This Casino Gambled on Geothermal-and Hit the Jackpot
This story was originally published by the Bulletin of Atomic Scientists and is reproduced here as part of the Climate Deskcollaboration.
John Kassai, who oversees the Peppermill’s geothermal operations, demonstrates how a heat exchanger works and pours out a sample of geothermal water. The water in the Moana thermal reservoir can contain sulfate, sodium, silica, bicarbonate, chloride, calcium, potassium, fluoride, magnesium, boron, lithium, and arsenic. (Jessica McKenzie)
It didn’t come cheap: The initial outlay for the geothermal expansion was $9.7 million, and there was no guarantee the water would be hot enough. They needed water temperatures of at least 170 degrees Fahrenheit; the water they found is about 172 degrees Fahrenheit. It was a lucky gamble, but even a bigger win than expected.
“So return on investment, when we did this, was supposed to be five years, correct? We did it in three,” Kassai says. “It paid for itself in three years.”
The last time the Peppermill crunched the numbers, three or four years ago, the geothermal heating system had saved the company $6 million. The carbon emissions associated with heating and cooling the sprawling complex have also plummeted. The two boilers the Peppermill once needed for heating and hot water now sit idle, a backup in case of emergency. (Kassai offered to turn them on as a demonstration, but I didn’t want the unnecessary carbon emissions on my conscience.)
Geothermal heating isn’t so different from geothermal electricity production, in that the geothermal water is put through a heat exchanger to warm a secondary liquid, in this case, more water, which is then used in all the normal heating and cooling applications. So all the water in the hot tubs (and the pools and the showers) is just normal water, not the arsenic-laced liquid drawn from the bowels of the Earth.

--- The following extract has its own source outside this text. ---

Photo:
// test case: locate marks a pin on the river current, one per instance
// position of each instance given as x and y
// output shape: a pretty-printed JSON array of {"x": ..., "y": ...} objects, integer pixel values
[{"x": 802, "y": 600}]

While the United States is the global leader in geothermal energy production, the country lags behind Europe in direct-use applications, like district heating. According to the 2019 Geovision report by the US Energy Department, as of 2016, the United States had a total installed capacity of 100 megawatts thermal; Europe, on the other hand, had a total installed capacity of 4,702 megawatts thermal in 2015. The geothermal district heating system in Paris, France, reduces the city’s annual carbon dioxide emissions by 120,000 tons.

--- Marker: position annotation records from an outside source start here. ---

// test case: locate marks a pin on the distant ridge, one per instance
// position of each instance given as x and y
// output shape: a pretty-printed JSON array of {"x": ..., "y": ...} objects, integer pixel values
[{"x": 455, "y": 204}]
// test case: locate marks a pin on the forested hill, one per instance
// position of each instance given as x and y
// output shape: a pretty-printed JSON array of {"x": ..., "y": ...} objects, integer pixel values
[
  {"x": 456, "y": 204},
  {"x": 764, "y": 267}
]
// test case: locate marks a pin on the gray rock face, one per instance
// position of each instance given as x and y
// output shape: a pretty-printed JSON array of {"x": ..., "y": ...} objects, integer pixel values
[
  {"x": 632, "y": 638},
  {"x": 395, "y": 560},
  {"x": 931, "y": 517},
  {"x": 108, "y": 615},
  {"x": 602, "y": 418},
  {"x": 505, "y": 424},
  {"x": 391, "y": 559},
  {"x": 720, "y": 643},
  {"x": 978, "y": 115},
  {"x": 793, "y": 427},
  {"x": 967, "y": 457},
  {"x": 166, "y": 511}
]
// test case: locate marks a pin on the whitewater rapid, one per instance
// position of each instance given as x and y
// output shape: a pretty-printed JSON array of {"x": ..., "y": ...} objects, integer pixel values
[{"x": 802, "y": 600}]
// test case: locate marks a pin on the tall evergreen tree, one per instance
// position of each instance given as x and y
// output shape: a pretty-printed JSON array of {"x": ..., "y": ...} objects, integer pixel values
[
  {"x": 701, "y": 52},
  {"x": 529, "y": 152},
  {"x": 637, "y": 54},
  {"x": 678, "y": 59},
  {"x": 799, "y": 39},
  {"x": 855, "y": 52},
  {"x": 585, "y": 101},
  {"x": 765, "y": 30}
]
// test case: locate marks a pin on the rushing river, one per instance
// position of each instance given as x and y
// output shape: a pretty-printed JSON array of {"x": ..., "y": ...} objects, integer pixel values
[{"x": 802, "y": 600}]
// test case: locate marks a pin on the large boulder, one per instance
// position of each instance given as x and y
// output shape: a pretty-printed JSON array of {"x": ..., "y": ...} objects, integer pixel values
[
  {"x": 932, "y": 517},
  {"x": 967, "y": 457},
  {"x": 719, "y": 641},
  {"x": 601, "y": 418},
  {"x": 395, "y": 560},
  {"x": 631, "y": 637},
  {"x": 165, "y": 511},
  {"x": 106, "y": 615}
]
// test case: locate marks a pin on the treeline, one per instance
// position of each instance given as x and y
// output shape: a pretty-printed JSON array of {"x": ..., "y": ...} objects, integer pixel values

As cities adopt new climate goals, geothermal district-heating could be one of the ways they meet decarbonization goals. Boise, Idaho, the first US city to use geothermal water to heat buildings, back in the 1890s, announced plans for a significant expansion in 2021 to aid the city in becoming carbon neutral by 2050. At the time, geothermal accounted for about 2 percent of the city’s energy use. Officials said that expanding the system by 40 percent won’t even require drilling new wells—just more piping.
There’s no justifiable reason that geothermal district heating isn’t more common in the United States. Unlike other kinds of geothermal technologies, district heating technology is well-established. A 2021 report on geothermal power production and district heating said the reasons it is cost-competitive in Europe and parts of Asia but not the United States is because of then-low natural gas prices, and a lack of US carbon accounting or incentives for renewable heating and cooling solutions.
“Although there are only 23 US GDH systems in operation today, the barriers to expansion of this sector are primarily political, social, and economic—not technical,” the report concludes.